A Note from the Creator: A Poetic Prose on Illness
- redefhealth
- May 6
- 2 min read
Everyone knows the experience of being ill. It’s a part of the human condition: from the moment that oxygen enters our wet lungs and light penetrates our closed eyelids, our infant bodies are exposed to the unforgiving natural world. And in the process of life and growing as we do, we inevitably face the possibility of falling ill, subject to the state of our working bodies and racing minds.
It’s the lingering wind chill that left a poor, sniffling nose for two weeks. The childhood colds filled with memories of sweet, bubblegum-pink medicine. Most recently, I can trace back the idea of illness with the wild spread of a pandemic. The illness of an infectious hysteria, dread and paranoia that accompanies the spread of disease.
Clearly, our lives are shaped most poignantly by moments of weakness and vulnerability- by times of illness.

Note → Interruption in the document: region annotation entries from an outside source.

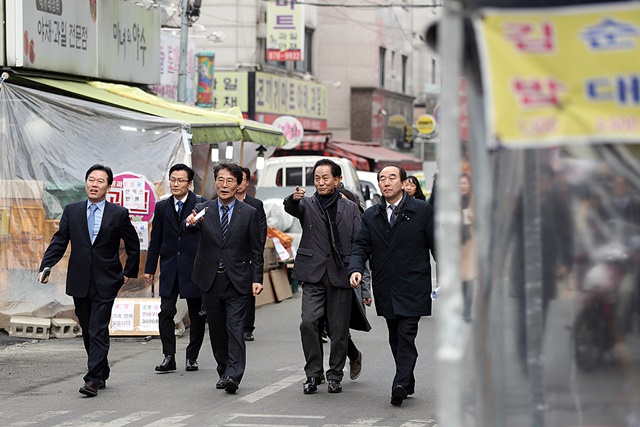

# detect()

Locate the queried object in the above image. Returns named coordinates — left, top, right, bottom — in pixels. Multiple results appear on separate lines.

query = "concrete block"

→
left=9, top=316, right=51, bottom=340
left=51, top=318, right=77, bottom=338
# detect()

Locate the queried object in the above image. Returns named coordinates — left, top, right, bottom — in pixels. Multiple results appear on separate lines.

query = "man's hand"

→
left=251, top=283, right=262, bottom=297
left=293, top=186, right=307, bottom=202
left=349, top=271, right=362, bottom=289
left=186, top=209, right=198, bottom=225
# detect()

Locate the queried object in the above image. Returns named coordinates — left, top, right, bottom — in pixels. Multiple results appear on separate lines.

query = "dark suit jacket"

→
left=144, top=191, right=201, bottom=298
left=243, top=195, right=267, bottom=248
left=284, top=195, right=360, bottom=288
left=190, top=199, right=264, bottom=294
left=40, top=200, right=140, bottom=298
left=349, top=193, right=435, bottom=318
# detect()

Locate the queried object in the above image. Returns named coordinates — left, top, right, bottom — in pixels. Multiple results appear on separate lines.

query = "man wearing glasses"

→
left=184, top=163, right=263, bottom=393
left=144, top=163, right=205, bottom=372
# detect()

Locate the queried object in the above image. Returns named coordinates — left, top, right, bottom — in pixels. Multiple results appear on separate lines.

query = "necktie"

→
left=178, top=200, right=184, bottom=219
left=87, top=203, right=98, bottom=243
left=220, top=206, right=229, bottom=241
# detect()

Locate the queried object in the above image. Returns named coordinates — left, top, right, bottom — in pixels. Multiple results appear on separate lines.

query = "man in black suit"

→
left=144, top=163, right=205, bottom=372
left=236, top=168, right=267, bottom=341
left=349, top=165, right=435, bottom=406
left=185, top=164, right=263, bottom=393
left=38, top=165, right=140, bottom=397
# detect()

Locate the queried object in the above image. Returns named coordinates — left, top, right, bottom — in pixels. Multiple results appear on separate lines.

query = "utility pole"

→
left=178, top=0, right=189, bottom=102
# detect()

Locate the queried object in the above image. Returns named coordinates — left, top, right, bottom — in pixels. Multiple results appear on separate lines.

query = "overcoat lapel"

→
left=76, top=202, right=91, bottom=245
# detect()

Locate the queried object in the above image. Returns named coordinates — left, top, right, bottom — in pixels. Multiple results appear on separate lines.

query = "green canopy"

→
left=27, top=77, right=288, bottom=147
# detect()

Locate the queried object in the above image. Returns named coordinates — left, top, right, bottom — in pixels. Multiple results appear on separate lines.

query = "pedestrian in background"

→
left=38, top=164, right=140, bottom=397
left=184, top=163, right=263, bottom=393
left=236, top=168, right=267, bottom=341
left=349, top=165, right=435, bottom=406
left=403, top=175, right=427, bottom=200
left=284, top=159, right=360, bottom=394
left=144, top=163, right=206, bottom=372
left=458, top=173, right=476, bottom=323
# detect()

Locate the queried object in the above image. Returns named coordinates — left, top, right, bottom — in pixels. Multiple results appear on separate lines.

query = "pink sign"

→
left=107, top=172, right=157, bottom=222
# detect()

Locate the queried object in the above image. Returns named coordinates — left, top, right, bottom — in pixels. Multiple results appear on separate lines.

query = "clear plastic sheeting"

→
left=0, top=81, right=190, bottom=329
left=452, top=145, right=640, bottom=427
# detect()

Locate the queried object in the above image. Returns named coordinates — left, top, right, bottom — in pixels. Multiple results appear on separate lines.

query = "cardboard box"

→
left=109, top=298, right=160, bottom=336
left=256, top=273, right=276, bottom=307
left=269, top=268, right=293, bottom=302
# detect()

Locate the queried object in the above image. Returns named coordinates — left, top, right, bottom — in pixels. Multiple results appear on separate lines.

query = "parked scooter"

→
left=572, top=243, right=636, bottom=372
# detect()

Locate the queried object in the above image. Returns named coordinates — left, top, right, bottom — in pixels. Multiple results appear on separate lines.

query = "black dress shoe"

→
left=302, top=377, right=320, bottom=394
left=78, top=380, right=98, bottom=397
left=156, top=354, right=176, bottom=372
left=224, top=377, right=238, bottom=394
left=327, top=380, right=342, bottom=393
left=391, top=385, right=407, bottom=406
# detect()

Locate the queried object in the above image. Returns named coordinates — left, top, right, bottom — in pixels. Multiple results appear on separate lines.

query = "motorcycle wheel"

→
left=572, top=311, right=602, bottom=372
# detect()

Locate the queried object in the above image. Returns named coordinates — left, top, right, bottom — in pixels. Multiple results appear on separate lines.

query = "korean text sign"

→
left=474, top=3, right=640, bottom=147
left=267, top=0, right=304, bottom=61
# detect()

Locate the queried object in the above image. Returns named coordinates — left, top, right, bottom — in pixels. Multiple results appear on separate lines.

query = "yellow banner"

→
left=474, top=3, right=640, bottom=147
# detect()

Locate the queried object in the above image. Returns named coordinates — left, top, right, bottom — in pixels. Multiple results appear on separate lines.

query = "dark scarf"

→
left=315, top=190, right=345, bottom=268
left=460, top=191, right=471, bottom=244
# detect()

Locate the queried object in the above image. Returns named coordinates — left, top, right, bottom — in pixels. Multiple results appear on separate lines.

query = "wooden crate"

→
left=9, top=205, right=44, bottom=236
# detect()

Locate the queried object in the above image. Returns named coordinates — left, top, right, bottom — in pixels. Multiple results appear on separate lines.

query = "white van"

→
left=256, top=156, right=366, bottom=207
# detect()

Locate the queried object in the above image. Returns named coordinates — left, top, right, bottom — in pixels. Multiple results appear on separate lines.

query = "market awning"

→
left=15, top=76, right=288, bottom=147
left=326, top=140, right=422, bottom=171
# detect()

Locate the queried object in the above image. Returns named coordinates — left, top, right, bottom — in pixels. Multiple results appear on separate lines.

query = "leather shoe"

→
left=349, top=351, right=362, bottom=380
left=224, top=377, right=238, bottom=394
left=391, top=385, right=407, bottom=406
left=156, top=354, right=176, bottom=372
left=302, top=377, right=320, bottom=394
left=78, top=380, right=98, bottom=397
left=327, top=380, right=342, bottom=393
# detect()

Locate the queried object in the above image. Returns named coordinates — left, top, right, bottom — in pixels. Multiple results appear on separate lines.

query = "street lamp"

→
left=224, top=142, right=233, bottom=160
left=211, top=144, right=220, bottom=163
left=256, top=145, right=267, bottom=170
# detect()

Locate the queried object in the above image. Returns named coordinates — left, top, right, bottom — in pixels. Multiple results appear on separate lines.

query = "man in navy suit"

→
left=38, top=165, right=140, bottom=397
left=144, top=163, right=205, bottom=372
left=185, top=164, right=263, bottom=393
left=236, top=168, right=267, bottom=341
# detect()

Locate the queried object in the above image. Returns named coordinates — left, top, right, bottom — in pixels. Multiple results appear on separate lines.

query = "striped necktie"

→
left=220, top=206, right=229, bottom=241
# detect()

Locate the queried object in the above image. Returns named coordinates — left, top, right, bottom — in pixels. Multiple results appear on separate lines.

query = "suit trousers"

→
left=300, top=273, right=353, bottom=381
left=202, top=273, right=250, bottom=383
left=244, top=295, right=256, bottom=332
left=386, top=316, right=420, bottom=390
left=73, top=276, right=114, bottom=383
left=158, top=278, right=206, bottom=360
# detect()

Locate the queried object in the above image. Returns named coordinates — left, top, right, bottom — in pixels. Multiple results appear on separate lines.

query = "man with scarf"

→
left=284, top=159, right=360, bottom=394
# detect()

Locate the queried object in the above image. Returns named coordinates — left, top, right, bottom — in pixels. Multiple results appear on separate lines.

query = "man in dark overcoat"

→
left=349, top=165, right=435, bottom=406
left=144, top=163, right=206, bottom=372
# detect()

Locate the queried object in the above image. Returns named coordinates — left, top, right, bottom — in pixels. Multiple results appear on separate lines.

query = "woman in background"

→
left=403, top=175, right=427, bottom=200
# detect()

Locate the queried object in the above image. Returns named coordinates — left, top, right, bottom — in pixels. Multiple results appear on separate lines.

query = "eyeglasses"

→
left=216, top=178, right=238, bottom=185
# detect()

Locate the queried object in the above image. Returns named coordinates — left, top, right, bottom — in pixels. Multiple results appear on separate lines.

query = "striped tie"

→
left=220, top=206, right=229, bottom=241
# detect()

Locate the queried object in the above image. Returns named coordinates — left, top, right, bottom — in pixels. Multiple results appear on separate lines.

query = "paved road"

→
left=0, top=292, right=438, bottom=427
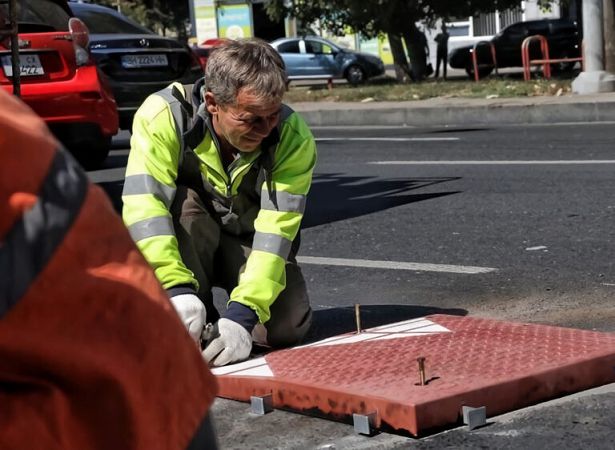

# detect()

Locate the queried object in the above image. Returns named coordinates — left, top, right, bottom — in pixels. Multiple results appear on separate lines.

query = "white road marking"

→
left=368, top=159, right=615, bottom=166
left=297, top=256, right=497, bottom=274
left=211, top=317, right=451, bottom=378
left=316, top=137, right=459, bottom=142
left=526, top=245, right=547, bottom=252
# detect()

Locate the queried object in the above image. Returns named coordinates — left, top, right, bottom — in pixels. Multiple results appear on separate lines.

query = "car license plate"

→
left=2, top=55, right=45, bottom=77
left=122, top=55, right=169, bottom=69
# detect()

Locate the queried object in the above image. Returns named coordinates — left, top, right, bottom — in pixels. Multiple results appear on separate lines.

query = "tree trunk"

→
left=404, top=23, right=427, bottom=81
left=603, top=0, right=615, bottom=73
left=387, top=33, right=411, bottom=83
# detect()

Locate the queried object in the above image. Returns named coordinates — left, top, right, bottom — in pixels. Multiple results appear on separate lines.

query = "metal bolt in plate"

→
left=352, top=412, right=376, bottom=436
left=250, top=394, right=273, bottom=416
left=461, top=406, right=487, bottom=430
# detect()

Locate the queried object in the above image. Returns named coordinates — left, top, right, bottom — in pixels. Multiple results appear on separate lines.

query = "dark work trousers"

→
left=172, top=186, right=312, bottom=347
left=434, top=48, right=448, bottom=80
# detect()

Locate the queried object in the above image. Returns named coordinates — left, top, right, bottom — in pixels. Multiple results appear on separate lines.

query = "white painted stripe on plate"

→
left=368, top=159, right=615, bottom=166
left=211, top=317, right=451, bottom=378
left=297, top=256, right=497, bottom=274
left=316, top=137, right=459, bottom=142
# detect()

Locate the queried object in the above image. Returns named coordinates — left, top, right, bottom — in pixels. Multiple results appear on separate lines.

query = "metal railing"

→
left=521, top=34, right=585, bottom=81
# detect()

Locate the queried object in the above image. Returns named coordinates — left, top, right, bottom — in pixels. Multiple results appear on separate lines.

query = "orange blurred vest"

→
left=0, top=91, right=216, bottom=450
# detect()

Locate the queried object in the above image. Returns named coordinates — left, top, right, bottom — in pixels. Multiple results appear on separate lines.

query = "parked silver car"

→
left=271, top=36, right=384, bottom=84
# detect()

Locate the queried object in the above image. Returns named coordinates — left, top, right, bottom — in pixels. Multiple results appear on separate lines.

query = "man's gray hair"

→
left=205, top=38, right=287, bottom=106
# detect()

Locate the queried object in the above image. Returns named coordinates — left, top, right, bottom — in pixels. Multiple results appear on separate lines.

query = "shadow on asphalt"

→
left=305, top=305, right=468, bottom=343
left=98, top=171, right=460, bottom=218
left=303, top=173, right=460, bottom=228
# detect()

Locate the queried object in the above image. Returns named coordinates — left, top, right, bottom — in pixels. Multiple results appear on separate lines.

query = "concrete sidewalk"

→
left=290, top=92, right=615, bottom=127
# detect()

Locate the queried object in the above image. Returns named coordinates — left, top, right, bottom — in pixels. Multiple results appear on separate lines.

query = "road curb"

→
left=295, top=101, right=615, bottom=127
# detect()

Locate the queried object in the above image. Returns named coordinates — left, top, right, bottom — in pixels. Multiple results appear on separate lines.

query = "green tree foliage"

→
left=92, top=0, right=189, bottom=40
left=267, top=0, right=551, bottom=80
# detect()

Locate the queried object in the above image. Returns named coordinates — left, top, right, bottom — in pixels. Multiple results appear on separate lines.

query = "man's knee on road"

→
left=265, top=308, right=312, bottom=348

And yet, much discourse on illness resides within the domain of medicine, its pharmaceutical language and unquestioned confidence, offering no room for ambiguity. The cold, calcified language of symptoms inspires imagery of white coats, sterile rooms and the fear of uncertainty. We don’t talk about the suffering of a fever as much as we relay medical jargon of symptoms ("body aches" or "loss of appetite") as if they were removed from us and our physical being. We don’t talk about the selfhood of illness- the intersection of mind and body, and its effect on our lives.
In On Being Ill, Virginia Woolf writes illness as the great confessional. In the childish outspokenness of illness, she says, “things are said, truths blurted out, which the cautious respectability of health conceals.” Call this the truth of illness. The body intervenes, while the creature behind the glass can only gaze out, absorbing the intensity of physical and emotional extremes. It is the suffering of the self (the creature behind the glass body) that goes widely unheard by others.
The intent of this blog is not only to highlight different illness narratives and develop a more layered understanding of health, illness and healing, but to attune to the human experience. Through language, how can we begin to understand the ways in which illness is felt in the body, and how is that reconciled by the one who suffers? By hearing these stories and measuring their depth through reading, what then becomes the responsibility of the healer?
In the end, language becomes the medium through which we make sense of ourselves, of others, and of the world around us. Reading will allow us to meet others with the care that we recognize is needed when one survives the pains of illness. This will call upon our own empathy; to say not, “I know exactly what you feel,” but to say, “I know you suffer, and I am with you.”